Tip: Check in to one of the Altana suites, which boast a staircase to its own private roof terrace, and don’t miss out on the curated day trips to the nearby Murano island to learn the fascinating art of glass-blowing.
3. Il Palazzo Experimental
Set in a shipping company’s former headquarters on the sunny Zattere promenade, Il Palazzo Experimental is part of the Experimental Hotel Group, the French hospitality brand with a growing portfolio of restaurants, bars, and hotels around the world. The Venetian hotel features a design that heavily references by the city’s motifs and architectural details while staying true to a contemporary aesthetic. The Renaissance-era palazzo sat empty for many years and many of the original features, such as the doors to the rooms, have been preserved and updated with a fun, whimsical, maritime energy. It is the brainchild of Dorothée Meilichzon, who has added a seaside whimsy to the 32 rooms and suites. Terrazzo floors that pave the lobby nod to beloved local-born architect Carlo Scarpa, while sumptuous fabrics from Venetian brand Rubelli cover custom furniture in the rooms and retro-vibe cocktail bar, which was designed by Cristina Celestino.
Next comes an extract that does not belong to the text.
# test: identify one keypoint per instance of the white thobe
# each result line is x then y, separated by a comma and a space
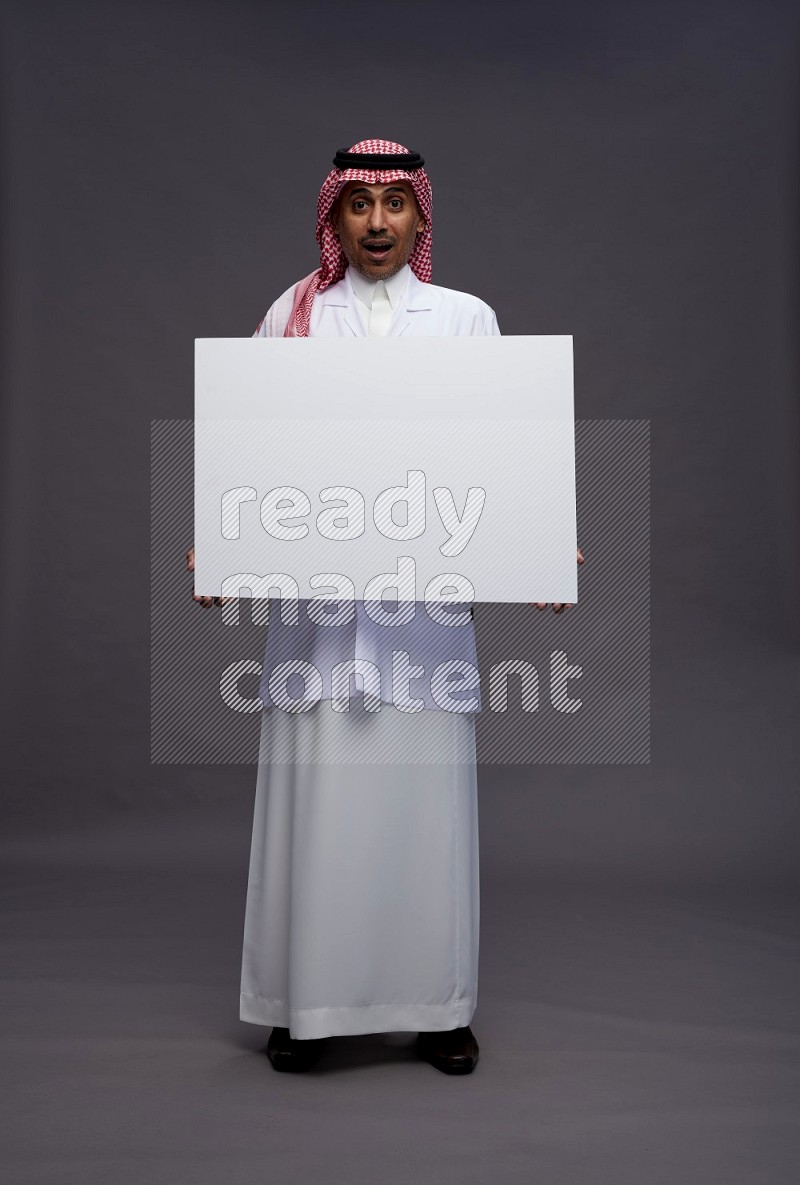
363, 900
Tip: Located in the artsy Dorsoduro neighborhood, don’t miss Anish Kapoor’s exhibition at the Accademia or the “Surrealism and Magic” show curated by Grazina Subelyte at the Peggy Guggenheim Collection, both just a short stroll away.
4. Belmond Cipriani
Set on the beautiful island of the Giudecca, the 96-key Belmond Hotel Cipriani boasts views of the Venetian lagoon and faces back at San Marco. The breathtaking property is the very definition of luxurious perfection. Plus, the center of Venice is easily reached in five minutes thanks to the hotel’s complimentary private launch.
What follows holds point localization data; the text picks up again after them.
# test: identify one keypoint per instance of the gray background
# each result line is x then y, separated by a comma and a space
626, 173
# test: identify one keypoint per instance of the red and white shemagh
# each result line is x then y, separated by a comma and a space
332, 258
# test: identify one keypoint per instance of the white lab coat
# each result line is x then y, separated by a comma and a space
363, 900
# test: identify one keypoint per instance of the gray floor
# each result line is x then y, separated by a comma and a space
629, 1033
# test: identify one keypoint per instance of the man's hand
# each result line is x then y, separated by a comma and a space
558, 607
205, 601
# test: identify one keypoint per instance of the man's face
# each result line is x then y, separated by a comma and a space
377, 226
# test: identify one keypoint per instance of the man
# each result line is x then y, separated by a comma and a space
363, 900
Tip: Belmond has debuted an exciting partnership with internationally acclaimed art gallery Galleria Continua. Make sure to pay a visit to Cipriani’s Casanova gardens during the Biennale, where the celebrated Indian artist Subodh Gupta’s monumental “Cooking the World” installation has transformed the space.
5. Baglioni Hotel Luna
Dating back to the 12th century, the Baglioni Hotel Luna is the considered the oldest hotel in Venice, beginning its life as a church and playing host to the Knights Templar of the Crusades in 1118. By 16th century, the property was known as Locanda della Luna, or the Inn of the Moon. The destination has just reopened following an extensive property redesign, just in time for the summer reason. There is also a new restaurant, Canova Restaurant by Sadler, headed by the famed Michelin-starred chef Claudio Sadler, while the property’s common areas have been reimagined, including the entrance, lobby, reception and Canova Bar.
Tip: Don’t skip breakfast, which is served in the magnificent Marco Polo ballroom underneath frescoes by Giovanni Battista Tiepolo and his pupils that were created in the 18th century. Masterpieces by Italian renaissance painters adorn the entire pink and blue hued room.